The Today programme went full Wayne Rooney the other day, when it announced that there is some sort of rift between Dominic Cummings and Boris Johnson over the future BBC funding model. Cummings, we were told, wishes to “scrap” the licence fee; the PM, by contrast apparently favours a less revolutionary remedy.
But the BBC’s transgressions cannot be avoided. They are many and they are embedded deep within the structures of a corporation which thinks it can be an actor in the national drama, while hiding behind a Charter which asserts its neutrality. The BBC has cover, legally and politically (Gramsci’s “long march through the institutions” is no more than “on sabbatical”), for its political maneuverings. But one of the happier consequences of the post-Referendum trauma is that we can now see the BBC for what it is.
I suspect that if the BBC political editors could have found a way to interrupt the Greenwich Time Signal with an anti-Brexit message, they’d have cracked on with the intrusion. Between June 2016 and January 31 2020, the “pips” became the final redoubt. Those of us who wished to escape, even if briefly, the whole Brexit saga gradually found that places of safety fell one by one: The Archers, Tweet of the Day, the Shipping Forecast, at no point were we safe from the pro-EU Remain imprecations of the BBC content elite.
So, the behaviour of the BBC has generated a timely debate about what to do with it. Abolish or reform?
A timely debate does not imply the need for a timely resolution. And the organisation that inflicted Strictly Come Dancing on the nation and therefore has much to apologise for, does not seem to have picked up on the fact that the Cummings-Johnson “split” is a canny piece of political choreography.
Because there is no split. To divide and rule is an acknowledged tactic from the normal playbook. But to pretend to divide and thereby rule is far cleverer.
Dominic Cummings knows that to legally leave the EU is not to properly leave the EU. If you remain at the outside orbit of a Black Hole you hurtle back towards it. The Political Declaration contains within it many mechanisms of continued membership and it is now that the real work begins. But there are many people, agencies and incarnations of the establishment who wish to turn our nominal exit into a provisional one. The BBC is central to that project.
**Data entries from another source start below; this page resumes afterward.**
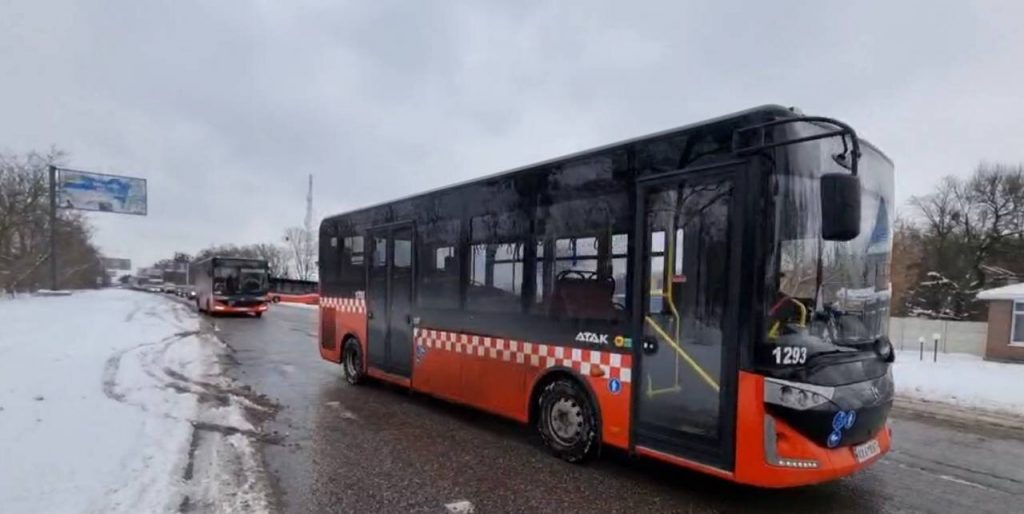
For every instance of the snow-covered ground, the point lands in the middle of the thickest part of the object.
(962, 380)
(115, 401)
(295, 305)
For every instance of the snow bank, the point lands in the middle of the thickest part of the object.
(962, 380)
(113, 401)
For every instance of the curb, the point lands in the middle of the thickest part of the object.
(957, 414)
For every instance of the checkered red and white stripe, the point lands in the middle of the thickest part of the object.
(344, 304)
(614, 366)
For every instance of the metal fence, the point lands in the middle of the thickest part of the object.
(954, 337)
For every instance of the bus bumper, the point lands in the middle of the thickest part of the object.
(771, 454)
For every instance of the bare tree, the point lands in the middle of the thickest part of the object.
(276, 257)
(302, 245)
(25, 226)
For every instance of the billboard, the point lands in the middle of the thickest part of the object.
(115, 263)
(98, 191)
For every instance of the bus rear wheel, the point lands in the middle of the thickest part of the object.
(567, 422)
(352, 361)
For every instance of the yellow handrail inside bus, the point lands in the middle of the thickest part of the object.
(671, 267)
(773, 333)
(675, 345)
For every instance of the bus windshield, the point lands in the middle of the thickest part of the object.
(835, 295)
(240, 280)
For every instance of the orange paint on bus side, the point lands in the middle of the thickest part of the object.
(335, 327)
(504, 387)
(308, 299)
(500, 376)
(225, 309)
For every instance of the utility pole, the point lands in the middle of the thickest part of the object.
(308, 225)
(53, 227)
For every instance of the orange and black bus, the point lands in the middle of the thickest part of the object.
(230, 285)
(294, 291)
(715, 296)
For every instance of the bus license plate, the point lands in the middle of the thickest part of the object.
(866, 451)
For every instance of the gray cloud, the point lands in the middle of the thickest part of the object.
(225, 106)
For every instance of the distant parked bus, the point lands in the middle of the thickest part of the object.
(229, 285)
(293, 290)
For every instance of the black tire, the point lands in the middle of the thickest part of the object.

What will happen in the course of the next few months is this: the arguments against leaving at all will be rehabilitated as warnings against the end of the transition period. The “crashing out” narrative will be resuscitated and the avatars of Remain will, once again, move the argument away from what was decided in 2016 and back onto the terrain of maximum ambiguity: the economy.
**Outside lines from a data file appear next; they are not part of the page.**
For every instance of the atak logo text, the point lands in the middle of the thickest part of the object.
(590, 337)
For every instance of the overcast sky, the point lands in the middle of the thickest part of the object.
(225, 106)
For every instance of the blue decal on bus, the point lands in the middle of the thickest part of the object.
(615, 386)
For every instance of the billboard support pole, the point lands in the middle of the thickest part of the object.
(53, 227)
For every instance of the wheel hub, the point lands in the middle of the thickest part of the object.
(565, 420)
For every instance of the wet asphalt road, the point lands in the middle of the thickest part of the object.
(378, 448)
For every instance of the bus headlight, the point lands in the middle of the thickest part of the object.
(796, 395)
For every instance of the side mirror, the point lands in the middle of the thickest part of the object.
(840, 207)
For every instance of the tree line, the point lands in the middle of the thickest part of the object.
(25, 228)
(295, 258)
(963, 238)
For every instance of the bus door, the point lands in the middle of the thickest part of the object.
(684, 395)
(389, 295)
There is, of course, nothing wrong with an analysis of the economic choices made by any government. But there is something wrong with assuming you know what the consequences of the choices will be. And there is something very wrong with reducing the sovereignty and self-respect of a nation to a projected set of GDP figures some 20 years down the line.
What’s that? These are old arguments? Except they aren’t, because they are about to come back again and soon.
But the BBC now knows that because of the “rift” between Cummings and Johnson it does not quite know the extent to which it can be the activist. Yes, I know there are variables involved. I’m assuming, for one thing, that the Cummings-Johnson Brexit end-state is one of regulatory divergence over time. But the BBC now has hanging over it a beautiful uncertainty, the uncertainty of poker: how are you going to play your cards?
So, don’t expect the debate over the future of our anachronistic, intrusive and Orwellian national treasure to be resolved before the end of the year.
I would hate to play poker either with Johnson or Cummings: they are now playing the BBC with a shared hand. And they are happy for the game to last a year. At least.